Como Lidar Com a Desilusão Religiosa

Um leitor Testemunha de Jeová de longa data encaminhou uma mensagem expressando sua desilusão religiosa após tomar conhecimento dos sérios problemas nas doutrinas da organização. Espera-se que a resposta abaixo seja de alguma ajuda para outros que estejam nessa situação no momento.

Prezado leitor,

Agradecemos por seu relato e temos o prazer de responder seus questionamentos. Embora seja difícil comentar todos os pontos que você mencionou, fizemos um esforço de escrever algo sobre certos trechos de sua mensagem, pelo menos, conforme segue:

“É realmente muito chocante. Estou muito triste. Sinto como se eu tivesse participado de uma organização criminosa tipo máfia e contribuído para seduzir e desencaminhar as pessoas. Sinto-me muito mau ao perceber que perdi grande parte da minha vida em esforços para apoiar essa organização. Tudo poderia ter sido diferente. Estou muito indignado.”

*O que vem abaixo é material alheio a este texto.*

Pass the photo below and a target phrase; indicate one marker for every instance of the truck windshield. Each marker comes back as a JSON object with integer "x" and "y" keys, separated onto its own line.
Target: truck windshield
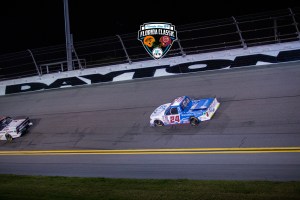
{"x": 4, "y": 122}
{"x": 185, "y": 103}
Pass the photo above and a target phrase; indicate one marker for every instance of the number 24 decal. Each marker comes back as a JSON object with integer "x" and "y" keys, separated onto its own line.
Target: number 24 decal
{"x": 174, "y": 118}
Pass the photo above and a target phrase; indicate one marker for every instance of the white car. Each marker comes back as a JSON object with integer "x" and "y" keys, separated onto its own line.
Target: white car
{"x": 12, "y": 128}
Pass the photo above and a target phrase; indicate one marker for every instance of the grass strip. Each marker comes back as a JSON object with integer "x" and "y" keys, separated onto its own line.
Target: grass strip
{"x": 64, "y": 188}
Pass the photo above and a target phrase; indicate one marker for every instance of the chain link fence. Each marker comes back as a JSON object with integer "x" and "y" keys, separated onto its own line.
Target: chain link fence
{"x": 223, "y": 34}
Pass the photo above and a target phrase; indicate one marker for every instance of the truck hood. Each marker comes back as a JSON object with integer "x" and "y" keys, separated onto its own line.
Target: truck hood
{"x": 16, "y": 122}
{"x": 159, "y": 111}
{"x": 201, "y": 104}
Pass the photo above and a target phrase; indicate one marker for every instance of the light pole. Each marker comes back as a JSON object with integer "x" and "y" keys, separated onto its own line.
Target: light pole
{"x": 68, "y": 36}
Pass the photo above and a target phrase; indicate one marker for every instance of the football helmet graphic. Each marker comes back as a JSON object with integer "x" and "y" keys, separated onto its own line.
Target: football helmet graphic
{"x": 165, "y": 40}
{"x": 149, "y": 40}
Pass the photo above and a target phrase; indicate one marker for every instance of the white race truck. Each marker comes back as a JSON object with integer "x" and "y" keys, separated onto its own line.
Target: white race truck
{"x": 12, "y": 128}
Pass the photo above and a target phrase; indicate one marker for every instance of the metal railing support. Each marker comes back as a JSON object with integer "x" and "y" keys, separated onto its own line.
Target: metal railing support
{"x": 37, "y": 68}
{"x": 68, "y": 36}
{"x": 124, "y": 49}
{"x": 73, "y": 49}
{"x": 295, "y": 23}
{"x": 276, "y": 31}
{"x": 180, "y": 47}
{"x": 240, "y": 33}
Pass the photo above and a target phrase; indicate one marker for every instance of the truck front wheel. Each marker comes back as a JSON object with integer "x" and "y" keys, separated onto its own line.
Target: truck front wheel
{"x": 8, "y": 137}
{"x": 194, "y": 121}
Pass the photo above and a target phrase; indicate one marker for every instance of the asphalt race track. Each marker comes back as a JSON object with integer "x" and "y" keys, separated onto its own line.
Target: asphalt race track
{"x": 259, "y": 109}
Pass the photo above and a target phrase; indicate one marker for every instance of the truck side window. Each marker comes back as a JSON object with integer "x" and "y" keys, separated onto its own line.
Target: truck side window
{"x": 174, "y": 111}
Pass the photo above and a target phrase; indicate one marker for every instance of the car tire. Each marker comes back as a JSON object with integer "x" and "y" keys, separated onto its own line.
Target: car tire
{"x": 8, "y": 137}
{"x": 194, "y": 121}
{"x": 158, "y": 123}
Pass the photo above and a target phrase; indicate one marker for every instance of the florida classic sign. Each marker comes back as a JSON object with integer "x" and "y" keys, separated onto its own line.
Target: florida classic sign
{"x": 157, "y": 38}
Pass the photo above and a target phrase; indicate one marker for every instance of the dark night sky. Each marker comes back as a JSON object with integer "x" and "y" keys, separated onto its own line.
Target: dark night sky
{"x": 28, "y": 24}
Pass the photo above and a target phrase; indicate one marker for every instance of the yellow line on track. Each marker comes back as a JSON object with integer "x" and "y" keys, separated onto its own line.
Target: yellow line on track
{"x": 175, "y": 151}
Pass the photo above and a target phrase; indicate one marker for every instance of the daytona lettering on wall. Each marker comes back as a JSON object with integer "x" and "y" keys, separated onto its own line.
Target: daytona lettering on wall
{"x": 212, "y": 64}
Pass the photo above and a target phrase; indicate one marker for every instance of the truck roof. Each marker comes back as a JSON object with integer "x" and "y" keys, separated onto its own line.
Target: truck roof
{"x": 177, "y": 101}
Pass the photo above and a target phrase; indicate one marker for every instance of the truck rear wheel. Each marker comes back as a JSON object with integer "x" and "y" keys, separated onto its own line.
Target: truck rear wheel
{"x": 194, "y": 121}
{"x": 158, "y": 123}
{"x": 8, "y": 137}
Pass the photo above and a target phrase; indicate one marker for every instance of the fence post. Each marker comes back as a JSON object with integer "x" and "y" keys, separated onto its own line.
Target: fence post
{"x": 180, "y": 47}
{"x": 295, "y": 23}
{"x": 240, "y": 33}
{"x": 124, "y": 49}
{"x": 276, "y": 31}
{"x": 37, "y": 68}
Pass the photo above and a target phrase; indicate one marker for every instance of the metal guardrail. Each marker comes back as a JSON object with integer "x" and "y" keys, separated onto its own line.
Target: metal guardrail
{"x": 231, "y": 33}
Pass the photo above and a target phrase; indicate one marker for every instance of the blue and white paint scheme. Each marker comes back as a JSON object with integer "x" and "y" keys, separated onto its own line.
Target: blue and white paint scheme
{"x": 184, "y": 110}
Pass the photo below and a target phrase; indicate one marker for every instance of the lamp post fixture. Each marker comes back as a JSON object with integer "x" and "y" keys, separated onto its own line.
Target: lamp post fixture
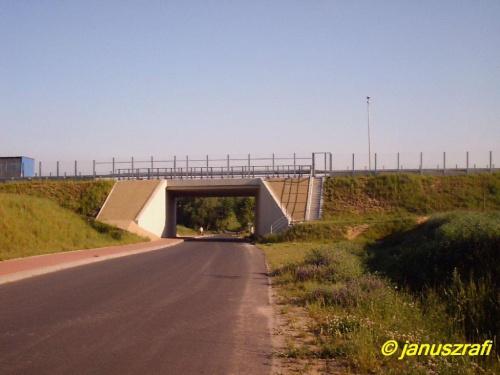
{"x": 369, "y": 135}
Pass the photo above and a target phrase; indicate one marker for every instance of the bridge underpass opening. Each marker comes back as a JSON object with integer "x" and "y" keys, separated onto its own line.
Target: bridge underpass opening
{"x": 148, "y": 207}
{"x": 267, "y": 208}
{"x": 216, "y": 212}
{"x": 174, "y": 194}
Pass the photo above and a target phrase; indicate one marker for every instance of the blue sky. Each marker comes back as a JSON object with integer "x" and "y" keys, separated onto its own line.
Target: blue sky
{"x": 96, "y": 79}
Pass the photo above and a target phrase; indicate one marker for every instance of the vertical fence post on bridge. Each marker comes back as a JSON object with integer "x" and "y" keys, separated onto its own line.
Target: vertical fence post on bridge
{"x": 444, "y": 163}
{"x": 421, "y": 163}
{"x": 331, "y": 165}
{"x": 313, "y": 167}
{"x": 248, "y": 165}
{"x": 352, "y": 173}
{"x": 295, "y": 165}
{"x": 207, "y": 168}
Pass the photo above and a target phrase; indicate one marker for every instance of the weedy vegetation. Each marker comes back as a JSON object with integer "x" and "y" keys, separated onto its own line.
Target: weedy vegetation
{"x": 408, "y": 274}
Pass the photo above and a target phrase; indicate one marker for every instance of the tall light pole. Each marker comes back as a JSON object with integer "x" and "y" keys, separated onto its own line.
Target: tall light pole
{"x": 369, "y": 135}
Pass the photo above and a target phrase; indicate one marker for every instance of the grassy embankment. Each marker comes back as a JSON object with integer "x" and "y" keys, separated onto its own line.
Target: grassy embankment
{"x": 380, "y": 275}
{"x": 48, "y": 217}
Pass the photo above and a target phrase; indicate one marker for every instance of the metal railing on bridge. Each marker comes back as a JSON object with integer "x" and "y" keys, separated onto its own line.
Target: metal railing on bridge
{"x": 253, "y": 171}
{"x": 317, "y": 164}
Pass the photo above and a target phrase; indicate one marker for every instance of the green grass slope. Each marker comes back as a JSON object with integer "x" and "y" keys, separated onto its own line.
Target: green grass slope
{"x": 85, "y": 198}
{"x": 414, "y": 194}
{"x": 33, "y": 226}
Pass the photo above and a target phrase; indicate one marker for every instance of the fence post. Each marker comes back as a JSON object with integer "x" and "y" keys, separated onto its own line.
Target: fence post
{"x": 207, "y": 168}
{"x": 421, "y": 163}
{"x": 444, "y": 163}
{"x": 273, "y": 165}
{"x": 331, "y": 165}
{"x": 294, "y": 165}
{"x": 467, "y": 163}
{"x": 352, "y": 173}
{"x": 249, "y": 166}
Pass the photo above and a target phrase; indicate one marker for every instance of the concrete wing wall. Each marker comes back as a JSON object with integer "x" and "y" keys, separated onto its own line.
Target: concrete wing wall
{"x": 269, "y": 212}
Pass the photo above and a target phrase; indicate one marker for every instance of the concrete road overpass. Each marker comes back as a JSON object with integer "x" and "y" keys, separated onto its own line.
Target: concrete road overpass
{"x": 148, "y": 207}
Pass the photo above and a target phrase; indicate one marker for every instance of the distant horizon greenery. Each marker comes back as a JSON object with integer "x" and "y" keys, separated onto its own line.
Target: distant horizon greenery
{"x": 410, "y": 194}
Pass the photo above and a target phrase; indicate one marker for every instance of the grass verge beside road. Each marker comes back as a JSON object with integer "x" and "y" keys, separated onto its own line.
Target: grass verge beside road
{"x": 34, "y": 226}
{"x": 352, "y": 296}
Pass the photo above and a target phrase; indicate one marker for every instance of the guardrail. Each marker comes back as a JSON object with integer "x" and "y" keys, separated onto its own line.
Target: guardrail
{"x": 213, "y": 172}
{"x": 317, "y": 164}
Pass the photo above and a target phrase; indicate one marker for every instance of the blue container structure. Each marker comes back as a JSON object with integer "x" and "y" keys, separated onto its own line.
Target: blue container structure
{"x": 17, "y": 167}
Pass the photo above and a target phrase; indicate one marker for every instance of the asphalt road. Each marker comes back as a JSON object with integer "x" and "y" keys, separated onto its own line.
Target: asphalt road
{"x": 201, "y": 307}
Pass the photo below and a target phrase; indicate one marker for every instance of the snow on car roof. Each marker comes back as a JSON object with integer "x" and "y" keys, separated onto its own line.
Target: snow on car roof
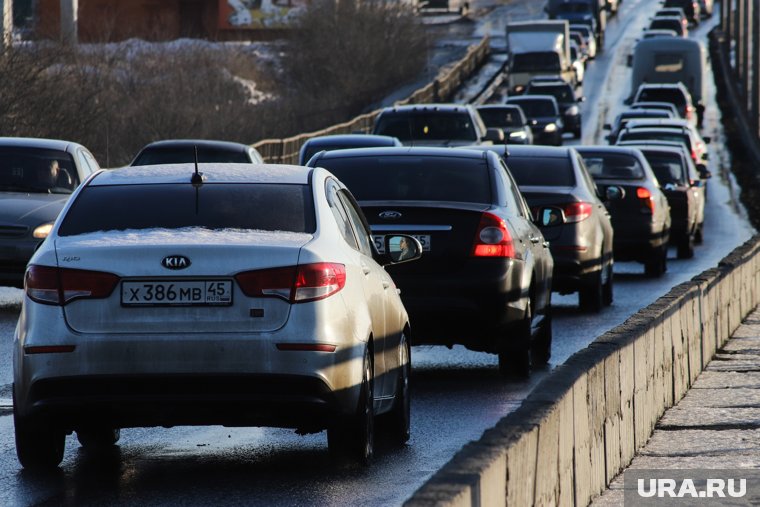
{"x": 212, "y": 173}
{"x": 184, "y": 236}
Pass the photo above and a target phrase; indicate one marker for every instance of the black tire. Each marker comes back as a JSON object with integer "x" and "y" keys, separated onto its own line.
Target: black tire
{"x": 591, "y": 295}
{"x": 353, "y": 438}
{"x": 657, "y": 264}
{"x": 398, "y": 420}
{"x": 514, "y": 360}
{"x": 686, "y": 247}
{"x": 39, "y": 446}
{"x": 541, "y": 349}
{"x": 98, "y": 438}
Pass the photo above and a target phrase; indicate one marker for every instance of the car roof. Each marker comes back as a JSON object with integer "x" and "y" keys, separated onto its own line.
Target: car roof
{"x": 212, "y": 173}
{"x": 399, "y": 151}
{"x": 353, "y": 140}
{"x": 35, "y": 142}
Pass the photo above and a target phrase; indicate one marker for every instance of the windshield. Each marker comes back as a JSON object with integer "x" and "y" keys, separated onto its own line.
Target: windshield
{"x": 186, "y": 155}
{"x": 411, "y": 178}
{"x": 547, "y": 61}
{"x": 263, "y": 207}
{"x": 423, "y": 126}
{"x": 613, "y": 166}
{"x": 37, "y": 171}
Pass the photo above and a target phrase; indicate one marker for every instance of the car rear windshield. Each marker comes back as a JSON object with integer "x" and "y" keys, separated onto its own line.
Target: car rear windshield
{"x": 428, "y": 126}
{"x": 183, "y": 155}
{"x": 534, "y": 108}
{"x": 541, "y": 171}
{"x": 501, "y": 117}
{"x": 37, "y": 171}
{"x": 613, "y": 166}
{"x": 410, "y": 178}
{"x": 536, "y": 61}
{"x": 668, "y": 167}
{"x": 267, "y": 207}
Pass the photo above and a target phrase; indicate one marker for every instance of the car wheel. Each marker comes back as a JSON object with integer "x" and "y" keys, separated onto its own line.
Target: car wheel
{"x": 354, "y": 437}
{"x": 39, "y": 445}
{"x": 398, "y": 420}
{"x": 514, "y": 359}
{"x": 98, "y": 438}
{"x": 591, "y": 296}
{"x": 657, "y": 263}
{"x": 541, "y": 350}
{"x": 686, "y": 247}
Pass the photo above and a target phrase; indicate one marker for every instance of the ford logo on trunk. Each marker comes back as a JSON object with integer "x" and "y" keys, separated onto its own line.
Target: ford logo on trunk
{"x": 175, "y": 262}
{"x": 390, "y": 215}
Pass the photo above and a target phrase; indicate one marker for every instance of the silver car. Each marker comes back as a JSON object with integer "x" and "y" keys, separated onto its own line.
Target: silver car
{"x": 230, "y": 294}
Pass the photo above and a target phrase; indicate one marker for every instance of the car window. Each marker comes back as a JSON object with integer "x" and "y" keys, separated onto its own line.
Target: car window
{"x": 267, "y": 207}
{"x": 612, "y": 166}
{"x": 413, "y": 178}
{"x": 428, "y": 126}
{"x": 541, "y": 171}
{"x": 37, "y": 171}
{"x": 354, "y": 216}
{"x": 339, "y": 213}
{"x": 185, "y": 155}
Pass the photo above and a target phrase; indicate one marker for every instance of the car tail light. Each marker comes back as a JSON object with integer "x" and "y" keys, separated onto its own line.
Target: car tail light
{"x": 60, "y": 286}
{"x": 295, "y": 284}
{"x": 577, "y": 212}
{"x": 646, "y": 198}
{"x": 493, "y": 238}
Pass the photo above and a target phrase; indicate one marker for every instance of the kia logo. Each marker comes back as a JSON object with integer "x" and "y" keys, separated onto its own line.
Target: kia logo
{"x": 390, "y": 215}
{"x": 175, "y": 262}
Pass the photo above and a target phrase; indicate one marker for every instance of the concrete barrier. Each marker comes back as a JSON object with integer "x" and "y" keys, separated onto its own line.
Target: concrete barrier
{"x": 582, "y": 424}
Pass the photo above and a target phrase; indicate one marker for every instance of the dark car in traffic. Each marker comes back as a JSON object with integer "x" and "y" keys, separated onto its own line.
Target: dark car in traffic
{"x": 581, "y": 234}
{"x": 38, "y": 177}
{"x": 569, "y": 104}
{"x": 343, "y": 142}
{"x": 544, "y": 116}
{"x": 511, "y": 119}
{"x": 641, "y": 215}
{"x": 681, "y": 183}
{"x": 485, "y": 278}
{"x": 183, "y": 151}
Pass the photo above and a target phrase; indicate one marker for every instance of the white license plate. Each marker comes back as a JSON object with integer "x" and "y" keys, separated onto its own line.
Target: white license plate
{"x": 424, "y": 240}
{"x": 177, "y": 293}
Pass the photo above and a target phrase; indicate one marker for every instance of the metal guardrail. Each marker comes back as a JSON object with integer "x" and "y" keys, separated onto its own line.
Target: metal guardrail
{"x": 285, "y": 151}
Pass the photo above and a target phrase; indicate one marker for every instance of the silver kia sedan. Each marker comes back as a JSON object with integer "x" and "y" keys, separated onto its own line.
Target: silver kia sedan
{"x": 224, "y": 294}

Perguntamos: Eram esses seus sentimentos quando estava totalmente envolvido com a organização, e sem saber das coisas que sabe agora? Achava a organização “criminosa tipo máfia”, que você estava ‘seduzindo e enganando’ as pessoas e ‘perdendo tempo’ na sua vida? É óbvio que não! Aconselhamos a que você evite a todo custo nutrir esses sentimentos agora.

Concentre-se no lado positivo dessa história: Uma vez que você teve essa experiência, está numa posição única quanto ao potencial para ajudar de maneira compassiva outras pessoas que você conheça e que lhe sejam queridas. Isso porque você conhece exatamente o pensamento delas e quão sinceras elas são em seus esforços (assim como era obviamente o seu caso). Um artigo que trata deste problema dos sentimentos é o intitulado O Que Posso Fazer, Se Não Estou Numa Organização Religiosa? Uma série de ideias contidas nele poderão lhe ser úteis para granjear a tão necessária serenidade de espírito.

“… ainda não consegui entender porque o MB tem, como um dos seus principais objetivos, o de ajudar as TJs. Não me entendam mal, apenas estou tentando entender e de certa forma aplicando o princípio dos bereanos de procurar ser cuidadoso em ver se estas coisas são mesmo assim. Mas, pareceu-me um tanto intrigante o fato de que existam TJs apoiando o MB. Será que entendi mal? Por favor, me esclareçam isso. Se for o caso, por que alguém continuaria sendo cúmplice de uma organização se ele já entendeu claramente que essa organização é tão prejudicial?”

Lembre-se que uma pessoa só deixa de ser oficialmente Testemunha de Jeová a partir do momento em que ela foi desassociada ou se dissociou formalmente. Porém, o fato de alguém ainda ser oficialmente Testemunha de Jeová não significa que a pessoa está necessariamente apoiando ensinos e procedimentos errados ou, como você colocou, “sendo cúmplice de uma organização”. Pode haver motivos muito nobres para alguém preferir evitar a desassociação.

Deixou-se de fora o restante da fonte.